Another style uses a single piece of rope that goes over the poll and is placed around the nose with a slipknot attachment, in some cases tightening when a rein is pulled. A third style has the rope run over the poll and through the mouth, tying with a square knot to serve as a type of bit, and leaving the ends as reins.
Riding in halters
Some rope halters, usually made of yacht rope, are designed to be used for riding horses by the addition of various design elements, such as knots on the top of the nose, rings for reins so that it acts like a sidepull, or a heavy bottom knot akin to that of a bosal. Control is achieved by direct pressure on the nose. There is minimal, if any leverage, nor does a halter utilize any type of clamping action.
Some people also ride horses with an ordinary halter, though this is generally viewed as unsafe due to the lack of control inherent in the design. Specialized training is required in order for the horse to remain controllable by the rider in a riding halter. They are also not allowed in recognized competitions, save for competitive trail riding and endurance riding.
A modern war bridle is a thin cord run over the poll and then either through the mouth or under the upper lip, against the gumline of the upper incisors. In some cases, the lower loop goes around the horse's muzzle rather than under the lip. A loop is used so that it tightens on the horse's head when the end of the line is pulled. Sometimes a pulley is used to provide mechanical advantage. All designs tightens on both the poll and the lip or jaw. The war bridle is not intended for riding; it is used on the ground for management of an animal. The use of a war bridle is considered by some to be a last resort for handling an uncontrollable animal, but others claim its use constitutes animal cruelty.
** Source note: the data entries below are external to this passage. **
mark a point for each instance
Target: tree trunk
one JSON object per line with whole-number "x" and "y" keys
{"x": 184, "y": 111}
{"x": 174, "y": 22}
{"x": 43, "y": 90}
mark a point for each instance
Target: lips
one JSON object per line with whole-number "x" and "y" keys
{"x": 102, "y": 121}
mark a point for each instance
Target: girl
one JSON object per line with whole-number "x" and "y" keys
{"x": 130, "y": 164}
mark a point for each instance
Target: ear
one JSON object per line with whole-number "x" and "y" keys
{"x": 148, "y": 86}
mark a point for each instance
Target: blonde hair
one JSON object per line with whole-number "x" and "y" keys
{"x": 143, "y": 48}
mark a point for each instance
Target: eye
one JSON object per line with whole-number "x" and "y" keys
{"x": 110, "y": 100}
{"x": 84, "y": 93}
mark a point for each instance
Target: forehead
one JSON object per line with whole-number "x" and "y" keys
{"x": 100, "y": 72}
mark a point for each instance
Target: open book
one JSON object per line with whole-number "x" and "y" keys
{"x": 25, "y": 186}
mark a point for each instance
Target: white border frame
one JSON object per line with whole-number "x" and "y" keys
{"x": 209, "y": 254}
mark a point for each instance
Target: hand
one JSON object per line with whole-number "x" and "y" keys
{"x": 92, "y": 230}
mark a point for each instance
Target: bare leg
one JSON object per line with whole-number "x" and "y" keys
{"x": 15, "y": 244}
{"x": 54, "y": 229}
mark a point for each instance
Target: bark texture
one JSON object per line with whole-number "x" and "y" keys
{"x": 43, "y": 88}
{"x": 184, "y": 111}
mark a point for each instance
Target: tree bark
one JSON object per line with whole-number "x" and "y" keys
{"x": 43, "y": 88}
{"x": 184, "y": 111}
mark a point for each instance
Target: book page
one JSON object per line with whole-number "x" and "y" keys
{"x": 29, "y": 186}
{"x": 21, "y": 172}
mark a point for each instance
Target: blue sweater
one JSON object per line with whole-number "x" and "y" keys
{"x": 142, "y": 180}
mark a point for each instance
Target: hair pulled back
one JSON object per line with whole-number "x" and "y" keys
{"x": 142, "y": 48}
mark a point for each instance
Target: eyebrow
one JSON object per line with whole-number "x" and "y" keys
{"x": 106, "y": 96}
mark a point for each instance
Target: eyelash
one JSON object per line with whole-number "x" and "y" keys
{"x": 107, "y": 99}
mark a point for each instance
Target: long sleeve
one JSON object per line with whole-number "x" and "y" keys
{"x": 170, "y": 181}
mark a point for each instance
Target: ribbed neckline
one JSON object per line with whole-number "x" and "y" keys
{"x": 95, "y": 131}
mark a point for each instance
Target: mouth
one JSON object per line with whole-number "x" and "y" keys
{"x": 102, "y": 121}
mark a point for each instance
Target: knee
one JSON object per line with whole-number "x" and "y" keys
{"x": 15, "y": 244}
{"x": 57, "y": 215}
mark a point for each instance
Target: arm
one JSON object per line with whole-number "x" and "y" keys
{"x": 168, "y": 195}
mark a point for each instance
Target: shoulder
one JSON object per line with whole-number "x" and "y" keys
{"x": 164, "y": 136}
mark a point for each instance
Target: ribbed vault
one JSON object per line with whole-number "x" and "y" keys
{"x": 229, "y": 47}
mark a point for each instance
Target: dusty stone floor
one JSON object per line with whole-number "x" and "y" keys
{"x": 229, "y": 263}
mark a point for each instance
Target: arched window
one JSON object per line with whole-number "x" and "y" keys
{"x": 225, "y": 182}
The advantages of bitless over bitted headgear is hotly disputed. Hackamores and other bitless headgear are commonly used to start young horses, particularly if the horse is started at a time when a young horse's permanent teeth are emerging and the animal may therefore have issues with a bit in its mouth. Most traditional schools of horse training transition a young horse into a bit after a year or so. However, some promoters of bitless bridles encourage their use for the life of the horse, and a few go so far as to suggest that a bit may cause physical as well as mental problems in the horse. However, advocates of traditional bridles note that like any piece of horse headgear, a bitless bridle in the wrong hands can also inflict pain. Another significant problem with a bitless bridle is that collection and being "on the bit," such as is required in dressage, is more difficult, if not impossible. Another problem is that any movement of the horse's head laterally has to be requested by the rider through unsophisticated "plow reining," or large hand or arm movements.